Brazil has reached Covid-19 global epicenter status, but it is unlikely that President Jair Bolsonaro will change his denialist rhetoric on the importance of mask-wearing, social isolation, or lockdowns. It was hoped that following the re-emergence of former president Luiz Inacio Lula da Silva as a plausible 2022 presidential contender the president would soften his approach to the health crisis and attenuate his rage against governors, the media, and the pandemic itself. Hours after Lula’s first press conference on 10 March, the president appeared wearing a mask for the first time during the pandemic. Last weekend he seemed all set to replace General Eduardo Pazuello as health minister, which would seemingly complete a full volte face in his ways towards the Covid-19 tragedy.
That did not happen, however. After interviewing Ludmilla Hajjar, a prominent cardiologist who has been a staunch defender of masks, lockdowns, and vaccines, Bolsonaro gave in to his militant base on social media who strongly opposed her appointment to the ministry. Hajjar was reported to have suffered threats, including the invasion of her hotel room, and has since been driving an armored car along with her own private security. The president opted for another cardiologist, a supporter since the 2018 campaign days, Marcelo Quiroga, whose first public intervention was to say that he was going to follow the directives of “the popularly elected president.” Bolsonaro has since said that no country in the world is dealing well with the crisis and has questioned whether fast-growing ICU occupancies derive exclusively from Covid-19 cases.
The pandemic has never been so grave. Infections have reached more than 90,000 per day and the weekly variable death average has been increasing for the last 19 days, having overtaken the US. Deaths have been above 2,000 per day since 10 March and are expected to reach 3,000 before the end of the month. Twenty-four states and Brasilia, of twenty-seven federal units, have ICU occupancies above 80% and fifteen above 90% in the national health system (SUS). Only 5% of the population has been vaccinated but vaccines are already scarce. For the first time, lockdowns are being enforced through total movement control and the imposition of fines. Brazil’s situation should not improve until further vaccine imports and local production combine to decrease the pressure on containment measures – which is likely to be months away.

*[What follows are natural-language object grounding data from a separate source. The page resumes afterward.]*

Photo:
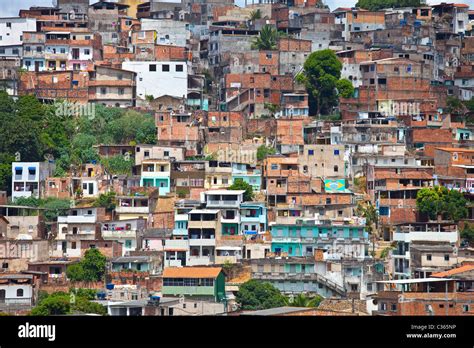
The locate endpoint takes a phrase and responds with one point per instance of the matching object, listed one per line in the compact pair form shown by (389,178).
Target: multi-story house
(28,178)
(82,224)
(307,235)
(123,231)
(156,173)
(408,235)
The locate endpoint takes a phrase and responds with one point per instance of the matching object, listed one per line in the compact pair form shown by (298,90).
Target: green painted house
(202,282)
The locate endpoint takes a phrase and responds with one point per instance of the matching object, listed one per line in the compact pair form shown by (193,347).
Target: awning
(228,248)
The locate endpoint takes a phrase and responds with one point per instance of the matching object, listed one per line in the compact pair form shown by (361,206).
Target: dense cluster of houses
(179,241)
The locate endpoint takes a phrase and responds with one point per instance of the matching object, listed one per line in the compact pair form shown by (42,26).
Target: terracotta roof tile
(191,272)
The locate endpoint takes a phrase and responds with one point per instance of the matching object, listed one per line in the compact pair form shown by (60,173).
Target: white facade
(11,34)
(27,178)
(159,78)
(168,31)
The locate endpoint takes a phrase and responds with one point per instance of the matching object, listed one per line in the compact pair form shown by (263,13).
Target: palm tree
(267,40)
(303,301)
(256,14)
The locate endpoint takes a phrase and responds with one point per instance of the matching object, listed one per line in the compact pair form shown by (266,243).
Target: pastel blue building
(156,173)
(251,176)
(302,238)
(253,218)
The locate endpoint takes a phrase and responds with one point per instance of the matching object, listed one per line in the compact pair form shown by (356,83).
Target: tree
(321,76)
(263,151)
(375,5)
(255,14)
(93,265)
(75,272)
(304,301)
(240,184)
(117,165)
(256,295)
(267,39)
(467,233)
(440,202)
(106,200)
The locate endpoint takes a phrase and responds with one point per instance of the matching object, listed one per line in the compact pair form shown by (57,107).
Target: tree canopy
(322,78)
(91,268)
(240,184)
(36,131)
(256,295)
(267,39)
(62,303)
(439,201)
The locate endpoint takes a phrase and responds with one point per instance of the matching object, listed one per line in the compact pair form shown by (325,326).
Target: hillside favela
(236,158)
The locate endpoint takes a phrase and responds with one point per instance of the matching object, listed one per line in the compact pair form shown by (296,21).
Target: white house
(159,78)
(11,34)
(28,178)
(16,291)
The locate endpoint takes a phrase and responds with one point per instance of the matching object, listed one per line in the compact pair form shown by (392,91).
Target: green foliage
(439,201)
(256,295)
(54,206)
(117,165)
(61,303)
(267,40)
(255,14)
(91,268)
(263,151)
(345,88)
(106,200)
(240,184)
(371,215)
(467,233)
(454,105)
(75,272)
(302,300)
(374,5)
(321,76)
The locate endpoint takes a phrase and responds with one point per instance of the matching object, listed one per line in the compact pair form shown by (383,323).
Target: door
(75,53)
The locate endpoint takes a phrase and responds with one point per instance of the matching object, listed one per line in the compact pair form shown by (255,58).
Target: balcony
(222,204)
(79,219)
(200,260)
(119,234)
(202,224)
(202,242)
(132,210)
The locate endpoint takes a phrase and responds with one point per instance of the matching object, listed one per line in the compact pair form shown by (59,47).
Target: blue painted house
(253,218)
(156,173)
(249,175)
(302,238)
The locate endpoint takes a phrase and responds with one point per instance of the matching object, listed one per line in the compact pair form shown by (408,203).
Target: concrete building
(159,78)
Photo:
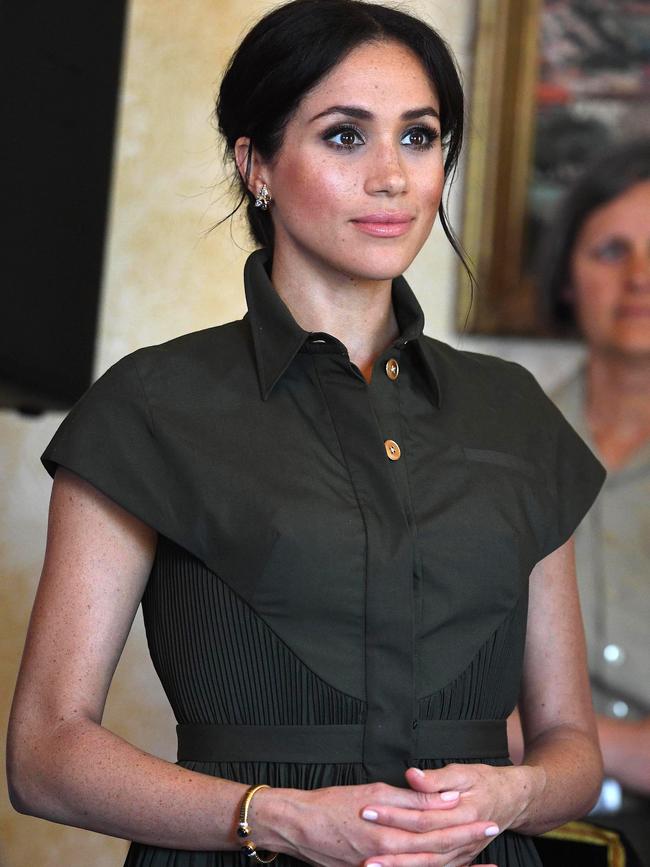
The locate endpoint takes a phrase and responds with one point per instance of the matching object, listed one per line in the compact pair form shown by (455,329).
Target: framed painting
(554,83)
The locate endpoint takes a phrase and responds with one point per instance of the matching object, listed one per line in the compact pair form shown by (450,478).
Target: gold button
(392,369)
(392,450)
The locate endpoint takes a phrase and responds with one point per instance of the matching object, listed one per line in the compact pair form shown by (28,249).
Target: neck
(357,312)
(618,405)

As for Bolsonaro, the episode of the change at the helm of the health ministry confirmed that the president continues to put ego before expediency as a way of governing – even in a national emergency. His rejection of Hajjar – who favors empirically demonstrable prevention measures against Covid-19 – was serious in its own right. The fact that Hajjar was publicly favored by new House Speaker Arthur Lira, the allied governor of Goias Ronaldo Caiado and Supreme Court judges Dias Toffoli and Gilmar Mendes, however, made the rejection politically unwise at a time when 54% of the population disapprove of Bolsonaro’s handling of the pandemic (six percentage points above the January mark). The pandemic will not stop haunting the president, but his bullheadedness is likely to produce a further meltdown in popularity before he reacts in his own best electoral interests.